Même si l’auteur rentre directement dans le sujet, en présentant le personnage de Bill Disley, et en annonçant sa quête (en savoir plus sur la femme de son riche ami), il le fait de telle façon que l’on saisit immédiatement le personnage du reporter-détective, nonchalant, bambochard, espiègle, légèrement cynique et moqueur et, accessoirement, plutôt attiré par la boutanche.

À partir de cette présentation sommaire, mais amplement suffisante, l’auteur poursuit sa mise en place en ébauchant l’intrigue, tout aussi sommaire, puisqu’elle se résume par un triangle amoureux qui s’étire en carré : le mari, la femme, l’amant de la femme... et l’ex du mari.

Vient ensuite le crime qui détermine l’action que va devoir réaliser le personnage : prouver l’innocence de son ami et découvrir le vrai coupable.

S’en suit alors une double enquête (la sienne et celle de l’inspecteur Martin) qui se résume peu ou prou à quelques interrogatoires et à des réflexions croisées.

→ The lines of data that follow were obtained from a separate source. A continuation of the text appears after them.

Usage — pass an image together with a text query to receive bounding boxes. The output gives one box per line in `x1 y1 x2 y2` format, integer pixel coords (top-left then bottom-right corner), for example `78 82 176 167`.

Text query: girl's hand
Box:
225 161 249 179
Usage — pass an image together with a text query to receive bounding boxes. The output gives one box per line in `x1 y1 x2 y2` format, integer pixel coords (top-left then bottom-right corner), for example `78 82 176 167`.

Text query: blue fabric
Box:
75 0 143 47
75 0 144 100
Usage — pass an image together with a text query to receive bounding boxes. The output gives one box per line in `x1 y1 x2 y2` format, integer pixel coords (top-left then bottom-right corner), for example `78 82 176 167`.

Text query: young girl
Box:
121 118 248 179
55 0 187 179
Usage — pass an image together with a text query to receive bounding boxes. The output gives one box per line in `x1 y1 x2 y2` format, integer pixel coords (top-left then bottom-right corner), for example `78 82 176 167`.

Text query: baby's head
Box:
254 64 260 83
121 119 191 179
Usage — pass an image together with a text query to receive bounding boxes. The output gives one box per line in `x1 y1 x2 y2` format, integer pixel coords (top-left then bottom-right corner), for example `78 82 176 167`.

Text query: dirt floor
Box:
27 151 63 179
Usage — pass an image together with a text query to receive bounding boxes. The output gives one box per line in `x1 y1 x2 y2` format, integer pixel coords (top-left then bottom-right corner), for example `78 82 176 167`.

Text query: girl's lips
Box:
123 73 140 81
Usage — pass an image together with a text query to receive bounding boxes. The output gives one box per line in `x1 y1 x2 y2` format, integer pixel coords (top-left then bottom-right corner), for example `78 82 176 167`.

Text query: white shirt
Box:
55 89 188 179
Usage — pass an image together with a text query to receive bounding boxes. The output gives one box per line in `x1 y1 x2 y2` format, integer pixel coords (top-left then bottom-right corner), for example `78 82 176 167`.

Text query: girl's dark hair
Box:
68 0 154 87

Si l’auteur utilise une astuce déjà très utilisée dans le monde du récit policier très court, afin de réussir à terminer son intrigue dans le temps imparti (consistant à ne pas révéler réellement la façon dont le héros découvre le meurtrier), il n’en délivre pas moins un très court texte des plus agréables à lire, et ce dès les premières lignes et jusqu’au point final.

Au final, une très bonne entrée en matière dans la découverte des aventures de Bill Disley qui nous permet d’affirmer que l’auteur qui se cache derrière le pseudonyme est plutôt talentueux et que le personnage nous réserve de bonnes aventures à venir.